Akibat Menyebarkan Berita Bohong Tentang Corona
beritapapua.id - Akibat Menyebarkan Berita Bohong Tentang Corona

Johny G. Plate selaku Menteri Komunikasi dan Informatika (Kominfo) mengungkapkan setidaknya Kominfo mendapatkan 54 hoaks atau berita bohong terkait informasi penyebaraan virus corona. Kabar bohong itu paling banyak tersebar melalui media sosial dan yang paling banyak terjadi di WhatApps.

Menteri Kominfo mengungkapkan, pihaknya telah melakukan pemblokiran konten terkait virus corona. Selama dua pekan terakhir Menteri Kominfo di Indonesia terpantau meningkat. Karenannya Kementrian kominfo (Kemenkominfo) proaktif melakukan pemblokiran penyebaran hoaks dan disinformasi terkait virus corona ini.

Saat ini ada penambahan hoaks yang tadinya tercatat 36 berita bohong telah menjadi 54 hoaks. Beberapa hoaks yang didapat oleh mesin AIS milik Kementrian kominfo antara lain buku ngaji Iqro sudah lama memprediksi terjadinya virus corona, pasien di Jombang yang terkena  virus corona, dan dua penumpang Lion Air meninggal karena virus corona.

Perusahaan solusi keamanan siber Kaspersku dalam laporannya menemukan temuan file berbahaya yang menyamar sebagai dokumen mengenai virus corona dalam penyebaran virus corona, oleh karenanya Kominfo menghimbau untuk hati-hati membuka informasi mengenai virus corona yang didalamnya dilampirkan sebuah link atau tautan mengenai dokumen yang bisa saja disusupi oleh malware.

Selain melakukan pemblokiran konten hoaks virus corona, Kominfo juga berencana melakukan upaya penindakan hukum untuk mencegah semakin beredarnya hoaks.
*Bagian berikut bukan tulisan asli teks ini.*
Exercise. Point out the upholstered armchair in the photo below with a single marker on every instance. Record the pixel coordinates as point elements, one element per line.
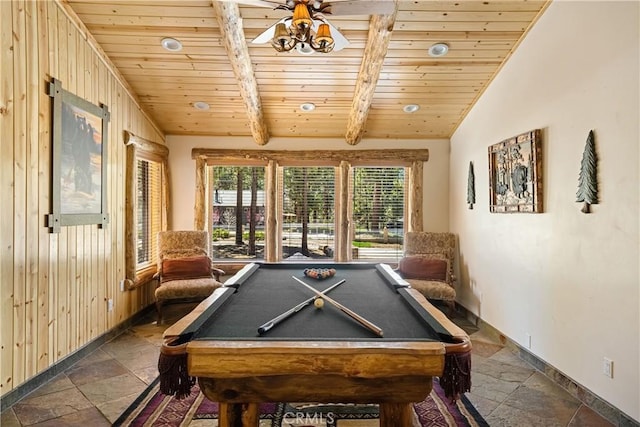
<point>184,268</point>
<point>428,265</point>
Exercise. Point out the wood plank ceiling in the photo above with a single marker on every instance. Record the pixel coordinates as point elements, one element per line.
<point>359,92</point>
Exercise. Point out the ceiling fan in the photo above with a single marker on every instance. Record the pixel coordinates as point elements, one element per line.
<point>307,29</point>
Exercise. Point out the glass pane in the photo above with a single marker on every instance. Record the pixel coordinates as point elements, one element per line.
<point>142,220</point>
<point>237,212</point>
<point>378,213</point>
<point>308,213</point>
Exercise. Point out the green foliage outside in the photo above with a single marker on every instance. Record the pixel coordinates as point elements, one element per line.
<point>219,233</point>
<point>259,235</point>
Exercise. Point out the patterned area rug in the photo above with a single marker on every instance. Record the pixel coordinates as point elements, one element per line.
<point>153,408</point>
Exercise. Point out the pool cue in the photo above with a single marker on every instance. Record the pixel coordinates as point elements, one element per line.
<point>355,316</point>
<point>273,322</point>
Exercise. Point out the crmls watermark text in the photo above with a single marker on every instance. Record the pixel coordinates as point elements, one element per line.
<point>306,418</point>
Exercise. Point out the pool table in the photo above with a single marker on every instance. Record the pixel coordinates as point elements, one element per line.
<point>318,354</point>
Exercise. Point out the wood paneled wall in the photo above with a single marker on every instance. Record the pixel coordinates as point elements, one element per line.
<point>54,288</point>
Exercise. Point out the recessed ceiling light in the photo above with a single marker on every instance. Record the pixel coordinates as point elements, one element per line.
<point>439,49</point>
<point>172,45</point>
<point>200,105</point>
<point>304,49</point>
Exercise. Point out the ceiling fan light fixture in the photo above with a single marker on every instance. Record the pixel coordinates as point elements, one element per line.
<point>410,108</point>
<point>438,49</point>
<point>323,35</point>
<point>201,105</point>
<point>304,49</point>
<point>171,44</point>
<point>301,16</point>
<point>282,34</point>
<point>307,107</point>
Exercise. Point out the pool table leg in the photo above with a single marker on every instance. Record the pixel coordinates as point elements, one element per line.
<point>238,414</point>
<point>397,414</point>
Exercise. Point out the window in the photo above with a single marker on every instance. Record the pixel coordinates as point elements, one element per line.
<point>378,213</point>
<point>237,212</point>
<point>308,212</point>
<point>146,207</point>
<point>149,212</point>
<point>324,204</point>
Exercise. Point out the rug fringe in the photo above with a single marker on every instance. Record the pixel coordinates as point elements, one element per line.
<point>456,378</point>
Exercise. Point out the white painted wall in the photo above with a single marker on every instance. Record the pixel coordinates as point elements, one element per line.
<point>570,280</point>
<point>182,166</point>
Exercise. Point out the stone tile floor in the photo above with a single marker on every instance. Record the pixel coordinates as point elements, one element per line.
<point>506,390</point>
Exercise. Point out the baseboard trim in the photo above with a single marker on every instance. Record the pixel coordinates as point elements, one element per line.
<point>8,400</point>
<point>584,395</point>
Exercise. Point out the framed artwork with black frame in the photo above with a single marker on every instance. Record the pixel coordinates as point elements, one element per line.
<point>515,174</point>
<point>79,155</point>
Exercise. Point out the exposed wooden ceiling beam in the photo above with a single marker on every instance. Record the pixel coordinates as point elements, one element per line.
<point>380,29</point>
<point>230,23</point>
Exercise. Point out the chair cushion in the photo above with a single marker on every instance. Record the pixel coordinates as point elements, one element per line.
<point>191,288</point>
<point>185,268</point>
<point>433,289</point>
<point>423,267</point>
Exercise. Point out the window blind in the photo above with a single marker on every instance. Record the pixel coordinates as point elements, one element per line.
<point>378,212</point>
<point>149,211</point>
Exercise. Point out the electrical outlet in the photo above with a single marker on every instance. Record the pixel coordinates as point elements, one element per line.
<point>607,367</point>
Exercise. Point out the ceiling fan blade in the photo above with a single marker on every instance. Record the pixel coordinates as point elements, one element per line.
<point>359,7</point>
<point>340,41</point>
<point>268,34</point>
<point>258,3</point>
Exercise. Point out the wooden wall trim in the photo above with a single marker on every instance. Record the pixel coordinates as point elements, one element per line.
<point>396,157</point>
<point>199,212</point>
<point>415,197</point>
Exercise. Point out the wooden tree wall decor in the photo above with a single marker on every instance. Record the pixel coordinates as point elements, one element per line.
<point>515,174</point>
<point>588,179</point>
<point>471,187</point>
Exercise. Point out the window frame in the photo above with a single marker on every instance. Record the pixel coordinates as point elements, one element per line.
<point>142,149</point>
<point>343,160</point>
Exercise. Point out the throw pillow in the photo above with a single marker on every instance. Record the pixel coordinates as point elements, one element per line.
<point>185,268</point>
<point>425,268</point>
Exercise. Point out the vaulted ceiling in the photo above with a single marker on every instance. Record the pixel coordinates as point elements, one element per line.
<point>359,92</point>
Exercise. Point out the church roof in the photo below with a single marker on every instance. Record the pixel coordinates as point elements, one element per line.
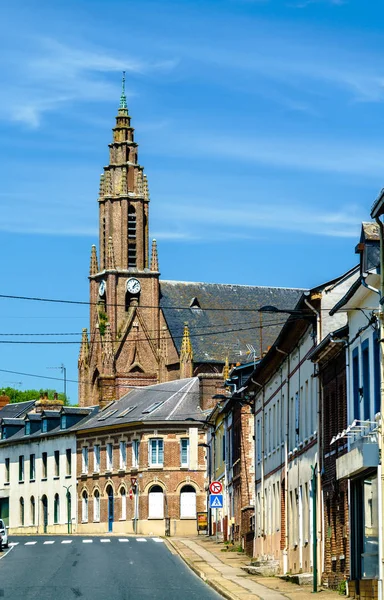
<point>216,334</point>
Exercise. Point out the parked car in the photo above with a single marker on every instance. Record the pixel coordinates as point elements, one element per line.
<point>3,535</point>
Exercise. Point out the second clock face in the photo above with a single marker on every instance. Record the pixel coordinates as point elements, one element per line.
<point>133,286</point>
<point>102,287</point>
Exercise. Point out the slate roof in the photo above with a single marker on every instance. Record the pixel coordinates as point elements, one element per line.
<point>21,437</point>
<point>235,329</point>
<point>178,401</point>
<point>16,409</point>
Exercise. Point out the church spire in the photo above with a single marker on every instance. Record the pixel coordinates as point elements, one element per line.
<point>94,268</point>
<point>123,97</point>
<point>111,255</point>
<point>84,349</point>
<point>154,257</point>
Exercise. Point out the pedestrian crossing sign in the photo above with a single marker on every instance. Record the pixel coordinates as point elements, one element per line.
<point>216,501</point>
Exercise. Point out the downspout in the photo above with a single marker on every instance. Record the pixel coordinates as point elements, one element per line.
<point>316,485</point>
<point>286,443</point>
<point>380,472</point>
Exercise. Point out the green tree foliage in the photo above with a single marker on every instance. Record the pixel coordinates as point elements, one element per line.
<point>25,395</point>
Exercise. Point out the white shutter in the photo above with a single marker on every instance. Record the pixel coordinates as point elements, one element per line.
<point>188,505</point>
<point>156,505</point>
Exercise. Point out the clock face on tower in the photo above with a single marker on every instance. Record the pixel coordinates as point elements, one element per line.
<point>133,286</point>
<point>102,287</point>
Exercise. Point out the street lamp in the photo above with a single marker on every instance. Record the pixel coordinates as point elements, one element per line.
<point>68,497</point>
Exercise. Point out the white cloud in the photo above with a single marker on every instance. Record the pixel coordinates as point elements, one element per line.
<point>50,74</point>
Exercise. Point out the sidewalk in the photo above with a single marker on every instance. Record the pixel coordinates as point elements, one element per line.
<point>222,571</point>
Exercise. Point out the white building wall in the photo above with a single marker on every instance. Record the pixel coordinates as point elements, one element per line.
<point>40,486</point>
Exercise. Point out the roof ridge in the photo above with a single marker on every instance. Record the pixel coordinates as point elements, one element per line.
<point>267,287</point>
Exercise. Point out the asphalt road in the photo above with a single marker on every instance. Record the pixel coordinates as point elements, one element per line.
<point>91,568</point>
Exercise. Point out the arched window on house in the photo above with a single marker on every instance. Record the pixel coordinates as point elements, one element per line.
<point>132,262</point>
<point>22,512</point>
<point>56,509</point>
<point>96,506</point>
<point>188,502</point>
<point>123,497</point>
<point>156,502</point>
<point>33,511</point>
<point>84,507</point>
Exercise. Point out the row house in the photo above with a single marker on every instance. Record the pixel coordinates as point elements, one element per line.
<point>358,464</point>
<point>38,467</point>
<point>286,390</point>
<point>141,462</point>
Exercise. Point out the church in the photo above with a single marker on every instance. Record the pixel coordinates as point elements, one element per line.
<point>144,330</point>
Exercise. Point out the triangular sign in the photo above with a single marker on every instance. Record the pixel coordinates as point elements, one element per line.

Menteri Johny mengingatkan kembali kepada waranet untuk cermat dalam menyebarkan informasi yang diterima.

Baca Juga: P2TIM Wajah Baru Teluk Bintuni Sebagai Kawasan Industri

Jalur Hukum Bagi Mereka yang Menyebarkan Berita Bohong

Hoaks merupakan hal yang dilarang  berdasarkan Undang-Undang Nomor 11 Tahun 2008 tentang Informasi dan Transaksi Elektronik (UU ITE) hal itu sesuai Pasal 28 yang berbunyi :

Setiap orang dengan sengaja, dan tanpa hak menyebarkan berita bohong dan menyesatkan mengakibatkan kerugian konsumen dalam Transaksi Elektronik

Perlu diketahui yang dimaksud transaksi elektronik adalah perbuatan hukum yang dilakukan dengan menggunakan komputer, jaringan komputer, dan/atau media elektronik lainnya. Sehingga apapun bentuknya mem-forward informasi juga termasuk kedalam transaksi elektronik. Bagi mereka yang memang sengaja menyebar luaskan hoaks yang beredar dimasyarakat maka sesuai dengan, maka akan ditindak lanjuti melalui jalur hukum. Pasal yang dikenakan untuk penyebaran berita Bohong adalah pasal 45A UU No 19 Tahun 2016 Tentang Perubahan Atas UU No. 11 Tahun 2008 tentang ITE adalah pasal 45A yang berbunyi :

Setiap orang yang dengan sengaja dan tanpa hak menyebarkan berita bohong dan menyesatkan yang mengakibatkan kerugian konsumen dalam transaksi elektronik sebagaimana dimaksud Pasal 28 Ayat (1) dipidana dengan pidana penjara paling lama 6 (enam) tahun dan/atau denda paling banyak Rp. 1.000.000.000,00 (satu miliar rupiah)”.

Untuk itu jangan sampai kita bisa terjerat pasal tersebut dan mari untuk lebih teliti dalam menyebarkan informasi. Karena menyebarkan informasi tanpa disaring terlebih dahulu kebenarannya dapat menimbulkan keresahan bahkan stigma terhadap sesuatu.